In the above cited judgment, the honourable Chairman minutely discussed sections 144, 145, 146, 148 and 149 of the Income Tax Ordinance, 1979, alongwith sections 75, 78 and Order 26 including rules 1 to 17 of the Civil Procedure Code. The above said appeal is summed up as under:--
"The up shot of the above discussion is that the Inspector of Income- tax until and unless specifically empowered by the Central Board of Revenue in this behalf cannot, exercise any power under section 148 of the Income-tax Ordinance and more specifically speaking cannot record statement of assessees and witnesses on oath, in this independent capacity. The officers and authorities specified in section 148 can utilize the services of Income Tax Inspector for the purpose of recording statements of assessees and witnesses by issuance of commission but -the commission is to be issued in accordance with the provisions contained in the Civil Procedure Code which have been referred and elaborated by us in this order. Coming to the facts of the present case we find that the Income-tax Inspector was deputed for conducting local enquiry and while conducting local enquiries recorded statement of witnesses on the basis of which the Assessing Officer made additions to the total income of the appellant. The statements so recorded by the Income tax Inspector are clearly without jurisdiction as no such authority was conferred on him by the C.B.R. and he was not appointed Commissioner for the examination of witnesses in accordance with the law as discussed above. The reason being that under Order XXVI, Rule 1 of the Civil Procedure Code any Court may issue a commission for the examination on interrogatories or otherwise of any person resident within the local limits of its jurisdiction who is exempted under the Civil Procedure Code from attending the Court or who is from sickness or infirmity unable to attend it. No such conditionalities have been observed in the present case and there is nothing on the record to show that the circumstances existed under which a commission could be issued by the Deputy Commissioner under section 148(1) of the Income Tax Ordinance, 1979 read with section 75, C.P.C. and Order XXVI, Rule 1 thereof.

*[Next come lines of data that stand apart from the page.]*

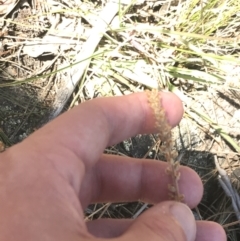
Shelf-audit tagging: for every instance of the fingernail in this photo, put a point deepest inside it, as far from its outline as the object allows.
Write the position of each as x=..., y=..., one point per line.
x=185, y=218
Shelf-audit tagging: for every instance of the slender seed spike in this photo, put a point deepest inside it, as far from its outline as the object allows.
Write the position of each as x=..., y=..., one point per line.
x=165, y=135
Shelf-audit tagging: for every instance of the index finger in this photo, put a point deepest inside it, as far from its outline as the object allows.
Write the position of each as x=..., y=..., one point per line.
x=75, y=140
x=87, y=129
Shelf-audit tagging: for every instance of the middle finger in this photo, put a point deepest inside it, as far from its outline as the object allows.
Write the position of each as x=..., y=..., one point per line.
x=124, y=179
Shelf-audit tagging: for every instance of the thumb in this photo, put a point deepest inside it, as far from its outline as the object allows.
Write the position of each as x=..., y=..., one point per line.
x=167, y=221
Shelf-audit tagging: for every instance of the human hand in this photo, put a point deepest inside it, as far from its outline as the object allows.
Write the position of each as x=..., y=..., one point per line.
x=51, y=177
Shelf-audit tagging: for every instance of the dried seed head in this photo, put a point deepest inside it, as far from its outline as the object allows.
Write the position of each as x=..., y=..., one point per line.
x=165, y=135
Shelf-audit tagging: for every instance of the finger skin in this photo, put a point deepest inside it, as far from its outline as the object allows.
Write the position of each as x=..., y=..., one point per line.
x=209, y=231
x=75, y=140
x=113, y=228
x=123, y=179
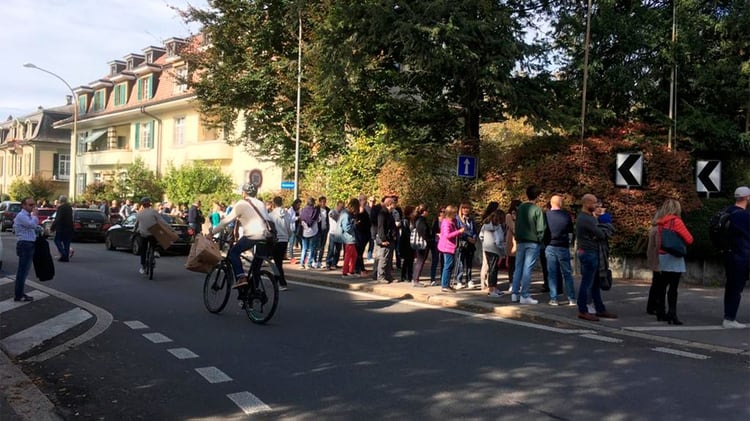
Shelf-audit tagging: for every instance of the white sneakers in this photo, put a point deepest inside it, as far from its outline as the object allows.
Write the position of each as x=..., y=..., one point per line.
x=528, y=300
x=733, y=324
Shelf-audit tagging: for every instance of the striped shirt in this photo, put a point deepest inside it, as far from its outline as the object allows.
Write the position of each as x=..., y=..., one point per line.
x=25, y=226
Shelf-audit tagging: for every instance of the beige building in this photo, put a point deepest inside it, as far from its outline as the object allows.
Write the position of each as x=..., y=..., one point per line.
x=30, y=146
x=141, y=109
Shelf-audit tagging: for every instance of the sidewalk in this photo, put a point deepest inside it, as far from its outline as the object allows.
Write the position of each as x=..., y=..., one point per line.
x=699, y=308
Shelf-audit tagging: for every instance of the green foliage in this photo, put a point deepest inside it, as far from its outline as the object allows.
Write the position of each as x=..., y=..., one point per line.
x=37, y=187
x=136, y=181
x=198, y=180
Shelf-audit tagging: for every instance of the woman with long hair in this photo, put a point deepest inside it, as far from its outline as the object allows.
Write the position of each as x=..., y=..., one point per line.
x=667, y=267
x=447, y=245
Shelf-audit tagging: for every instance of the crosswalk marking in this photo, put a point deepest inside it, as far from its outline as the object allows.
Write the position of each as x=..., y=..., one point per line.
x=157, y=338
x=11, y=304
x=182, y=353
x=681, y=353
x=135, y=324
x=26, y=339
x=248, y=403
x=213, y=375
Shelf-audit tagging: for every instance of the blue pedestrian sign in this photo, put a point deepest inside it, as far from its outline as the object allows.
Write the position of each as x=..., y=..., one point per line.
x=467, y=166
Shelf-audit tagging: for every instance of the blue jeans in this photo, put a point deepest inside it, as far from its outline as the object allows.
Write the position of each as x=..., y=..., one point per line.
x=25, y=253
x=526, y=257
x=238, y=248
x=589, y=280
x=559, y=258
x=309, y=249
x=448, y=260
x=62, y=241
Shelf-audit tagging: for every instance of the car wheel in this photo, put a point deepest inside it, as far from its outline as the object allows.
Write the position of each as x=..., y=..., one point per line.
x=108, y=243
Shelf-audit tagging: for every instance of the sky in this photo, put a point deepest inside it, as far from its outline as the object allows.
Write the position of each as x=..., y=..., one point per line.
x=75, y=39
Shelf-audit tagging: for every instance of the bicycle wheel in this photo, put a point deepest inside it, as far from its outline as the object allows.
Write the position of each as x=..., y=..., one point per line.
x=261, y=302
x=216, y=288
x=150, y=260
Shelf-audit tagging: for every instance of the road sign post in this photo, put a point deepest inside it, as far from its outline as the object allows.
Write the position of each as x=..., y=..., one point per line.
x=467, y=166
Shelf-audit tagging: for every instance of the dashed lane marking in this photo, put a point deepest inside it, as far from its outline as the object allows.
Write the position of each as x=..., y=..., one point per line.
x=213, y=375
x=26, y=339
x=681, y=353
x=602, y=338
x=248, y=403
x=673, y=328
x=135, y=325
x=11, y=304
x=182, y=353
x=157, y=338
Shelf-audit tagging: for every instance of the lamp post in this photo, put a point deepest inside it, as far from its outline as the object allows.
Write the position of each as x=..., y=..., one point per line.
x=74, y=143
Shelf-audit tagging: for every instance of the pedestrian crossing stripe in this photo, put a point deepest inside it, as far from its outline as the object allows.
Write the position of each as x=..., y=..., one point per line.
x=27, y=339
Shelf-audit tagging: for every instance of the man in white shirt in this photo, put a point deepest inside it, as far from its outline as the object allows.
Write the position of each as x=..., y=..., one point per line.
x=251, y=214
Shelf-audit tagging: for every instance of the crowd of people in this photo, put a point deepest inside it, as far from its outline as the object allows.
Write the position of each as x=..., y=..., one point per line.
x=385, y=234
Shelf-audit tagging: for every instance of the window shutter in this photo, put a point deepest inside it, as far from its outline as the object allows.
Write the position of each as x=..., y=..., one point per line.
x=137, y=130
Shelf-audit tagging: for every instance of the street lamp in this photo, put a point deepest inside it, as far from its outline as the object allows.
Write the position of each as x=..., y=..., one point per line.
x=74, y=144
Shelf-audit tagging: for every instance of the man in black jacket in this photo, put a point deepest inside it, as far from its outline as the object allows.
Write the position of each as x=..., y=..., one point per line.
x=386, y=240
x=63, y=228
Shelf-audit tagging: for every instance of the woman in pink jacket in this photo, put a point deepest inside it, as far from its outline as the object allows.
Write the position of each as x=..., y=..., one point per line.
x=447, y=245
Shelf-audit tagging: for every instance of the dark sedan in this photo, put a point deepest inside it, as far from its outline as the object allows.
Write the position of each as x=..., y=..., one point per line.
x=88, y=224
x=121, y=236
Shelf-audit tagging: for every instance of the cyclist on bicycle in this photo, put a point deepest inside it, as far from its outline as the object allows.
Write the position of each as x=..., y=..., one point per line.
x=146, y=218
x=252, y=225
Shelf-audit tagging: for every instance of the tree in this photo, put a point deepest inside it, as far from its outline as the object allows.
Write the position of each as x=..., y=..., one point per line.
x=136, y=181
x=37, y=187
x=185, y=183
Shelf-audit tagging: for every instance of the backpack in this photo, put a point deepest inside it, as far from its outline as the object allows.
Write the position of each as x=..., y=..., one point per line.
x=415, y=240
x=718, y=230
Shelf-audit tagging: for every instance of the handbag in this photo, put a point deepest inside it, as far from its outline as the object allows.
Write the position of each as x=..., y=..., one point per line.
x=671, y=242
x=269, y=233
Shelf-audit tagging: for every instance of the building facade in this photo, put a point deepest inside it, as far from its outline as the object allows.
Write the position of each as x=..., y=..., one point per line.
x=144, y=110
x=32, y=146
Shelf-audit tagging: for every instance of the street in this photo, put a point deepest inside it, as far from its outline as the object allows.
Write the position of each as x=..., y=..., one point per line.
x=333, y=354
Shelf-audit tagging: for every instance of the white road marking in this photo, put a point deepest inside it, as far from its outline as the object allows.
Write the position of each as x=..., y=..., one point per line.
x=156, y=338
x=213, y=375
x=11, y=304
x=135, y=324
x=681, y=353
x=182, y=353
x=248, y=403
x=602, y=338
x=26, y=339
x=673, y=328
x=484, y=316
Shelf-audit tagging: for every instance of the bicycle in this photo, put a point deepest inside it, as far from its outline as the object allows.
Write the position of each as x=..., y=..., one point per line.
x=259, y=298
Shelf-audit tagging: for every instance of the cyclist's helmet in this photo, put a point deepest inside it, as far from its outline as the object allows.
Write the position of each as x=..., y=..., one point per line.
x=250, y=188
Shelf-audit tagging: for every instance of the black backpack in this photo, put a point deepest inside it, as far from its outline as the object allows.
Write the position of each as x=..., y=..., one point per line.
x=718, y=230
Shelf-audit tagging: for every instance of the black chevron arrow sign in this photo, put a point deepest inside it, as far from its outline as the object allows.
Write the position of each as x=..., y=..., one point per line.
x=708, y=176
x=629, y=170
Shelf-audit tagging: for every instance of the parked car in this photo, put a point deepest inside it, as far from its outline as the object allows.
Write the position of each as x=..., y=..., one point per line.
x=123, y=236
x=8, y=211
x=88, y=224
x=44, y=213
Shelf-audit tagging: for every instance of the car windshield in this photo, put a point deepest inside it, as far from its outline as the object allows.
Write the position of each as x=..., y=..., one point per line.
x=92, y=215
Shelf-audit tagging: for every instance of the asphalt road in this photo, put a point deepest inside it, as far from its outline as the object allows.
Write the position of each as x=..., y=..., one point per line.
x=331, y=354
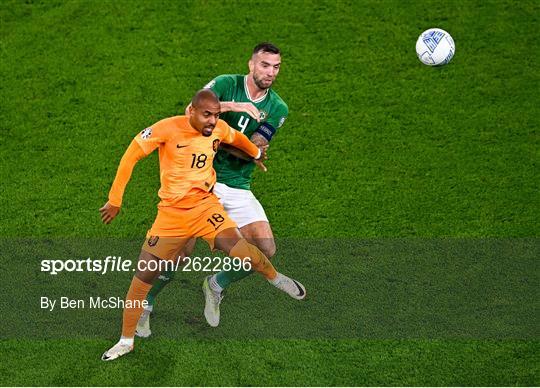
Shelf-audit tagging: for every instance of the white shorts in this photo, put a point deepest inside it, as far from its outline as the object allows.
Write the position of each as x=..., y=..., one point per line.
x=241, y=205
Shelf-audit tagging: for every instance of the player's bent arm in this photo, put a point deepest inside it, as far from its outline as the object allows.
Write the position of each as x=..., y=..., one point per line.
x=242, y=142
x=133, y=154
x=257, y=139
x=247, y=107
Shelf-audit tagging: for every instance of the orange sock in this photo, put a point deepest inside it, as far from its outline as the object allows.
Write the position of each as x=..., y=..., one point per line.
x=137, y=292
x=259, y=262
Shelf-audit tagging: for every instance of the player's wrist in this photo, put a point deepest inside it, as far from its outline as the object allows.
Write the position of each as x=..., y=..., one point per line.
x=259, y=155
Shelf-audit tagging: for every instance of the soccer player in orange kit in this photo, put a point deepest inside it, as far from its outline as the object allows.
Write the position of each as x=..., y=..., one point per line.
x=188, y=208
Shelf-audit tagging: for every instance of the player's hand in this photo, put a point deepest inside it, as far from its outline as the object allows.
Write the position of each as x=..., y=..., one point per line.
x=262, y=158
x=246, y=107
x=108, y=213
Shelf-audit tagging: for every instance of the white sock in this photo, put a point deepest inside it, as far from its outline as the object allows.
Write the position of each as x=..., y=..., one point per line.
x=126, y=341
x=148, y=309
x=214, y=286
x=277, y=279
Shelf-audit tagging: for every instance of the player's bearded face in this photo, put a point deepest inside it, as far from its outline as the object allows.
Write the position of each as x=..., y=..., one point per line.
x=204, y=118
x=264, y=68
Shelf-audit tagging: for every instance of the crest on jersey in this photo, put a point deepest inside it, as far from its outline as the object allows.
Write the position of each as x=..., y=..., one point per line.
x=152, y=241
x=146, y=133
x=210, y=84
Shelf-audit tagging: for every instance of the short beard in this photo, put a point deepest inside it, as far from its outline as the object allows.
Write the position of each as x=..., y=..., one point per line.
x=260, y=85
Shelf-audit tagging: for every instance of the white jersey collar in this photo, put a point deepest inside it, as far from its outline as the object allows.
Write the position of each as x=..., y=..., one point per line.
x=249, y=96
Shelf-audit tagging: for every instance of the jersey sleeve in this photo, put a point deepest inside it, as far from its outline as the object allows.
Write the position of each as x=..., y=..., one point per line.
x=133, y=154
x=278, y=117
x=221, y=85
x=152, y=137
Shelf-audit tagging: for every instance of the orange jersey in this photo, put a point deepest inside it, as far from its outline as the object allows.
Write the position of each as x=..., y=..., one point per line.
x=185, y=159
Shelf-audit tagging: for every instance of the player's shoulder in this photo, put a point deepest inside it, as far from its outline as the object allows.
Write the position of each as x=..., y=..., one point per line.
x=222, y=127
x=172, y=124
x=278, y=102
x=225, y=79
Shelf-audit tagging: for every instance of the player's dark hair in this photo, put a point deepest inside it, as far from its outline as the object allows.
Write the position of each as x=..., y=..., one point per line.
x=266, y=47
x=203, y=95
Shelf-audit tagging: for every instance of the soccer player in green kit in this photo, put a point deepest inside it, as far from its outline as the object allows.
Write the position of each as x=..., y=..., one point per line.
x=249, y=105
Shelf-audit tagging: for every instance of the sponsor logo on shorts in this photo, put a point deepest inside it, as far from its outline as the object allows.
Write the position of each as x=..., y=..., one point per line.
x=146, y=133
x=152, y=241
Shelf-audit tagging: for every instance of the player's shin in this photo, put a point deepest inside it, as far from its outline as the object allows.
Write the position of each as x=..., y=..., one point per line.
x=132, y=311
x=165, y=278
x=226, y=278
x=259, y=262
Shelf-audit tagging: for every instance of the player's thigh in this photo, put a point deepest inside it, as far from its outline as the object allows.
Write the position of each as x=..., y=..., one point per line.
x=158, y=254
x=227, y=239
x=259, y=233
x=147, y=267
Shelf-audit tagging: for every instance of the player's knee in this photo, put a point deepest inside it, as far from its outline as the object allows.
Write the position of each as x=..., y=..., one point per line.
x=268, y=247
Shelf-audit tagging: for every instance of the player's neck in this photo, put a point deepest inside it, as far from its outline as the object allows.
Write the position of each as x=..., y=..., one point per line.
x=255, y=93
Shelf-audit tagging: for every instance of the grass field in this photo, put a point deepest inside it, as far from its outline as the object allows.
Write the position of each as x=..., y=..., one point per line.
x=404, y=197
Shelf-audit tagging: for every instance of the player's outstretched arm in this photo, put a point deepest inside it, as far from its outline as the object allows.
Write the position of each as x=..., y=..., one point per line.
x=246, y=107
x=133, y=154
x=254, y=152
x=256, y=139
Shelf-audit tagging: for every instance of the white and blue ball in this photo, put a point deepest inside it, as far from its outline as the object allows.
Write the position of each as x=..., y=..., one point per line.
x=435, y=47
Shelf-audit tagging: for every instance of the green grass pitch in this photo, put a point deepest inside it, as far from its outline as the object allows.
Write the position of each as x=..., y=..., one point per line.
x=404, y=197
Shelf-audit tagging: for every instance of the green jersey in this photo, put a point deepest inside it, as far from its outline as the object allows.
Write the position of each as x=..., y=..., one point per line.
x=230, y=170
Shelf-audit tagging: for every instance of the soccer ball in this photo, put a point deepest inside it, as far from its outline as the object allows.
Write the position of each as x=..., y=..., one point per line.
x=435, y=47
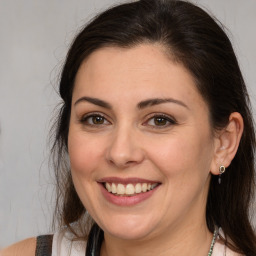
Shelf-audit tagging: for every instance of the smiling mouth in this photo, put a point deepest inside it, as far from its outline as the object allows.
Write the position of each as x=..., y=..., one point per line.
x=120, y=189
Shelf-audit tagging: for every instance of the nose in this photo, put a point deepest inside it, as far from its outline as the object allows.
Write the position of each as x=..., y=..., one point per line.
x=125, y=149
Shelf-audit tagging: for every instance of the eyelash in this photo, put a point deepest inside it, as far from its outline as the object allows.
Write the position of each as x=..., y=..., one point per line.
x=84, y=119
x=169, y=120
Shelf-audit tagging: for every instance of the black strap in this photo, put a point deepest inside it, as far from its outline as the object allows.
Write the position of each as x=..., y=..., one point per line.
x=94, y=241
x=44, y=245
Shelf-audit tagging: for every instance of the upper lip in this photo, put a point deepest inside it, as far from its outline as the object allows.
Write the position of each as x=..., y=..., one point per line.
x=131, y=180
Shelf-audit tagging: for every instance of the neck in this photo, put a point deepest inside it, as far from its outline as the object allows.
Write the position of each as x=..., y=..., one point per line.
x=191, y=240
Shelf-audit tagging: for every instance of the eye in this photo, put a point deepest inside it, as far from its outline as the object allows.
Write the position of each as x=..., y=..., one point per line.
x=160, y=121
x=94, y=120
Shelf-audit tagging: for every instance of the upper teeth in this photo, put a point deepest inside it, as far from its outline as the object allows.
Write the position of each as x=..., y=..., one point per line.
x=129, y=189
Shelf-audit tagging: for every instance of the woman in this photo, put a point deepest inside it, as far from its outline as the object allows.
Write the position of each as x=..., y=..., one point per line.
x=154, y=146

For the foregoing reasons the appeal at the instance of department Stands dismissed " '
The appeal is hand in akin on all fours to the cases cited as M.A. No.43(PB) of 1996-97 assessment year 1992-93; dated 17-9-1997 and (1996) 74 Tax 212 Trib. This being an already decided issue, my answer to the question framed is in "negative".,
The upshot of this discussion is that I concur and agree with the learned Accountant Member.
C.M.A./M.A.K./90/Tax(Trib.) Appeals disposed of accordingly.